The reckless bot lane of Europe
Europe is bringing its fair share of talent too, if not a bit of controversy over the PoE debacle. Nevertheless, PoE has proven time and again that he can go toe to toe with the best of them. During Misfits match vs SKT, PoE was the reason Faker made so little impact. By denying the team their strongest asset, Misfits came dangerously close to tipping SKT off the ladder, before they ever reached the semi-finals. He did this with the help of Lee "IgNar" Dong-geun, who'll be repping Europe in the bot lane with Martin "Rekkles" Larsson.

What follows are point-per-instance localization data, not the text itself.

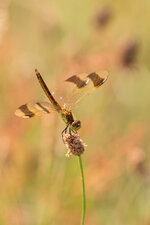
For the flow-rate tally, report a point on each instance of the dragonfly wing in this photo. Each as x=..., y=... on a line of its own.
x=33, y=109
x=81, y=85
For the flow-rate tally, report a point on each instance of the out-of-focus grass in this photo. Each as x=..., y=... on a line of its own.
x=38, y=184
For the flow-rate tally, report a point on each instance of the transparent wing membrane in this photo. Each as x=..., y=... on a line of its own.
x=76, y=87
x=33, y=109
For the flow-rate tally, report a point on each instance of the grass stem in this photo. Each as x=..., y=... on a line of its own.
x=83, y=192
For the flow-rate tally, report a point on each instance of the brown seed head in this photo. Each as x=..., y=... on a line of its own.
x=74, y=144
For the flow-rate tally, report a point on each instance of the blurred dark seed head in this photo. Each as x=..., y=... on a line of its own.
x=129, y=52
x=103, y=16
x=74, y=144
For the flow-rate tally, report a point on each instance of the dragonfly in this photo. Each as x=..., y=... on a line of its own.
x=83, y=84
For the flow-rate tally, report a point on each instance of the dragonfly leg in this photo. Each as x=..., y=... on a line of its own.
x=64, y=131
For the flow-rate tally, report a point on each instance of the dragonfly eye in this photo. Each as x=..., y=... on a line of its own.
x=76, y=124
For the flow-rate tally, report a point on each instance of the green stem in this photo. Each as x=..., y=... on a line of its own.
x=83, y=191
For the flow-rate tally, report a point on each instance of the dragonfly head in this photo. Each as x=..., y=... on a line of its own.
x=76, y=125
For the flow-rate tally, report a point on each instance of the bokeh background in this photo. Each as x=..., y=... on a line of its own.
x=38, y=184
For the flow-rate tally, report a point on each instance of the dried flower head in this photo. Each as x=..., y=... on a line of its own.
x=74, y=144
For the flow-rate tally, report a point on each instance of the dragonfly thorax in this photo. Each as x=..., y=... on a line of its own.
x=75, y=125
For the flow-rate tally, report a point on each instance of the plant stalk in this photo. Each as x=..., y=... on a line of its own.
x=83, y=192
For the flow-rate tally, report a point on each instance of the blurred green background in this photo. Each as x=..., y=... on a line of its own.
x=38, y=184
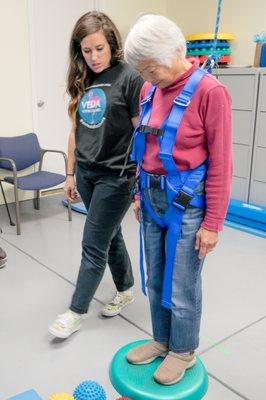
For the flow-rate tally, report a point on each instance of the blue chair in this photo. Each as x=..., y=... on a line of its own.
x=20, y=152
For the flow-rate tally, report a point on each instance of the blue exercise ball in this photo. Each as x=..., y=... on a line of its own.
x=89, y=390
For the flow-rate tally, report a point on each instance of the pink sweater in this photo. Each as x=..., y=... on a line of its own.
x=204, y=132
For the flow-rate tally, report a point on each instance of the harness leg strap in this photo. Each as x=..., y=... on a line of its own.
x=173, y=236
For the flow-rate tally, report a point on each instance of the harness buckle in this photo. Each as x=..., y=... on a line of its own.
x=182, y=102
x=182, y=200
x=150, y=130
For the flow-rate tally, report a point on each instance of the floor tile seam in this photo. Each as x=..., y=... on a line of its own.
x=242, y=396
x=39, y=262
x=232, y=335
x=72, y=284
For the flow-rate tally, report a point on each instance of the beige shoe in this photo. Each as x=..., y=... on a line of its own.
x=147, y=352
x=173, y=368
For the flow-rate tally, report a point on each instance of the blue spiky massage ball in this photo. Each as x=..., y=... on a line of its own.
x=89, y=390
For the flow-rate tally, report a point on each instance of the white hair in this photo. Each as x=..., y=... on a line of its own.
x=154, y=37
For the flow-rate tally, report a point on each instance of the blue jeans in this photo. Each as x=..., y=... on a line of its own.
x=179, y=327
x=107, y=198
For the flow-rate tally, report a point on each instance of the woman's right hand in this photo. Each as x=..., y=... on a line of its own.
x=70, y=188
x=136, y=209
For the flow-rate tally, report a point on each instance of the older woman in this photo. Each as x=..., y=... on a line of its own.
x=183, y=149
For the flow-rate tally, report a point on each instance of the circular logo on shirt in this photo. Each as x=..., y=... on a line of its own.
x=92, y=108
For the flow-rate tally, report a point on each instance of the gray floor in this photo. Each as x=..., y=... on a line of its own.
x=38, y=282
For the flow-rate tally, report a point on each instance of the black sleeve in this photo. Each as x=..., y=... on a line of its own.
x=132, y=92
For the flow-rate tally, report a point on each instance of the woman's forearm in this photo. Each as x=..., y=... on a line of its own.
x=71, y=160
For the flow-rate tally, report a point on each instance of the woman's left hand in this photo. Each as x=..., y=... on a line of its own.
x=205, y=241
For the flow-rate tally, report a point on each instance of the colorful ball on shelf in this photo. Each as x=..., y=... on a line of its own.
x=61, y=396
x=89, y=390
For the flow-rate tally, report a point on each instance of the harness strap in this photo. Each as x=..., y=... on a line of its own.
x=173, y=121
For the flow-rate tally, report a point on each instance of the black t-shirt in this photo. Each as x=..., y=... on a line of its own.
x=104, y=127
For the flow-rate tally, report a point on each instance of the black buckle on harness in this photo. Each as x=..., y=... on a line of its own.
x=182, y=200
x=149, y=130
x=155, y=181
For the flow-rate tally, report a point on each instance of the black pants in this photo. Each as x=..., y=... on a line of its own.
x=107, y=198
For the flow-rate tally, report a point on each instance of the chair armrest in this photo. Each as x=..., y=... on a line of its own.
x=43, y=151
x=13, y=165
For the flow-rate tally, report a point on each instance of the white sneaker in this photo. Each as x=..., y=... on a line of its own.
x=66, y=324
x=115, y=306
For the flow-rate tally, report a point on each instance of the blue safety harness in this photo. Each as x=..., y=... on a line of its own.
x=179, y=185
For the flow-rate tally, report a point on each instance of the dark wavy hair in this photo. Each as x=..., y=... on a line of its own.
x=78, y=71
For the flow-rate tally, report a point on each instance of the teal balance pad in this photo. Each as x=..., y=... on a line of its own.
x=136, y=381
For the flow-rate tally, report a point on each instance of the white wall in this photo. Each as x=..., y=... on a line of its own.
x=15, y=78
x=242, y=17
x=125, y=12
x=15, y=99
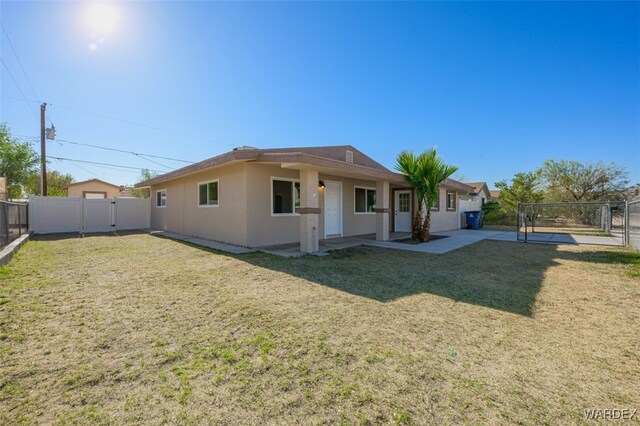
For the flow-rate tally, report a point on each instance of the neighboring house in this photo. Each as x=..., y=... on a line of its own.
x=4, y=195
x=93, y=188
x=260, y=197
x=480, y=194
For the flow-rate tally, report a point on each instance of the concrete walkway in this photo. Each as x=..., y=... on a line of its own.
x=228, y=248
x=455, y=239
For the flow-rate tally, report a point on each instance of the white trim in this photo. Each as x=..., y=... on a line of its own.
x=396, y=202
x=339, y=184
x=455, y=200
x=165, y=199
x=293, y=182
x=198, y=193
x=366, y=199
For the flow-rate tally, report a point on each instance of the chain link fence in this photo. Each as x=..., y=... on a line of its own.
x=14, y=221
x=633, y=225
x=600, y=223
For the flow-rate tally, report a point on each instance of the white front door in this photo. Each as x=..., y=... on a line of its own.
x=402, y=220
x=332, y=209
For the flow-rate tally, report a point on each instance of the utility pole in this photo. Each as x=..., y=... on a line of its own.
x=43, y=152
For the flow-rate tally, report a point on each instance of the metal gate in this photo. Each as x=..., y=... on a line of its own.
x=599, y=223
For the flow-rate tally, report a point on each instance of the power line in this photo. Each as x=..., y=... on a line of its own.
x=62, y=141
x=19, y=61
x=105, y=164
x=19, y=89
x=148, y=126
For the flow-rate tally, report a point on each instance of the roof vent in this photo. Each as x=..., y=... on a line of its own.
x=349, y=158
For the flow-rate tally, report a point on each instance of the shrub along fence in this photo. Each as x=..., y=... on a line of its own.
x=49, y=215
x=14, y=221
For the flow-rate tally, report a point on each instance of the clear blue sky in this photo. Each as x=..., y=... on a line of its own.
x=497, y=87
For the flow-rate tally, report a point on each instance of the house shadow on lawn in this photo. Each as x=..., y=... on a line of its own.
x=500, y=275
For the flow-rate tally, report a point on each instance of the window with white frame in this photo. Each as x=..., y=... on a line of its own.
x=435, y=204
x=365, y=200
x=285, y=196
x=451, y=200
x=208, y=193
x=161, y=198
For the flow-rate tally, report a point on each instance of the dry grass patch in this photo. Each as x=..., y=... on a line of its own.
x=141, y=329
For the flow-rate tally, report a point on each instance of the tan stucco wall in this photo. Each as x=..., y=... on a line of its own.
x=263, y=228
x=77, y=190
x=227, y=222
x=441, y=219
x=352, y=223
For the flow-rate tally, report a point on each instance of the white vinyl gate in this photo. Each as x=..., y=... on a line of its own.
x=48, y=215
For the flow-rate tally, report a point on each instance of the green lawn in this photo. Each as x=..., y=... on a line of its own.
x=142, y=329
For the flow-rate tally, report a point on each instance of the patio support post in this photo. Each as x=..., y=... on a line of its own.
x=382, y=211
x=309, y=212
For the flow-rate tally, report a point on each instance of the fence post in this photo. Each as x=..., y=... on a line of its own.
x=5, y=208
x=626, y=223
x=518, y=223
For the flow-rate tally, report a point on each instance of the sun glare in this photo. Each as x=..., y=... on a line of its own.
x=102, y=18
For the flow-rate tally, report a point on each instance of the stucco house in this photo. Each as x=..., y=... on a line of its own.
x=93, y=188
x=480, y=193
x=260, y=197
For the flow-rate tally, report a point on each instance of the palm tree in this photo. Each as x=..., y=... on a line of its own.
x=434, y=172
x=425, y=172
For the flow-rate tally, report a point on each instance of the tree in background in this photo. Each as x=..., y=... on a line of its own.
x=523, y=188
x=18, y=161
x=425, y=173
x=145, y=174
x=56, y=181
x=573, y=181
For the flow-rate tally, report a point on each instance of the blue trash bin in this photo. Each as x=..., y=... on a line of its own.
x=473, y=219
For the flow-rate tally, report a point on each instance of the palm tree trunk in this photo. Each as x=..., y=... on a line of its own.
x=425, y=235
x=417, y=226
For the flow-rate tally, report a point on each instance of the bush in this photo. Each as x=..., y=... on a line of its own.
x=495, y=214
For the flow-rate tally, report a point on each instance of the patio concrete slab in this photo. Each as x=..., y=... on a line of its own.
x=455, y=239
x=228, y=248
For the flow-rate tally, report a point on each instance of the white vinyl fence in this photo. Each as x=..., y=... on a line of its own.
x=48, y=215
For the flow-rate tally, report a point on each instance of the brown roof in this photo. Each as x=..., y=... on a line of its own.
x=454, y=184
x=477, y=187
x=330, y=157
x=90, y=180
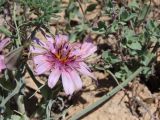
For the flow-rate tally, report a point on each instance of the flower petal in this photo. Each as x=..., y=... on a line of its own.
x=3, y=43
x=2, y=63
x=34, y=49
x=76, y=80
x=61, y=39
x=49, y=38
x=68, y=84
x=40, y=69
x=39, y=59
x=53, y=77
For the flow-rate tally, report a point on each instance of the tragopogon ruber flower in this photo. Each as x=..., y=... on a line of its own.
x=3, y=43
x=62, y=59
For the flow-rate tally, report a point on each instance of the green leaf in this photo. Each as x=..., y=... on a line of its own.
x=11, y=59
x=5, y=31
x=109, y=57
x=143, y=12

IgNar is perceived as a bit of a prodigy in terms of reading the game, so it will be particularly interesting to see whether he can pull something offfield for All Star, now that weird picks are encouraged. Showing the world that he has more tricks up his sleeve will be a strong marketing tool for the South Korean jungler, but the temptation has to be weighed against the needs of the team. If he decides to go too crazy, the team risks not being ready for the pick themselves either, and unlike the other teams, Europe has traditionally had to struggle with the added handicap of language barriers on their All-Star teams, as well as lacking synergy.
These are obviously not the only teams present, but as mentioned above, in a tournament where Ambition is jungling for Faker, not all bets are equal, and the above represent the most obvious focal points for the coming days.
All-Star will place Dec. 7-11 in the NA LCS Los Angeles studio.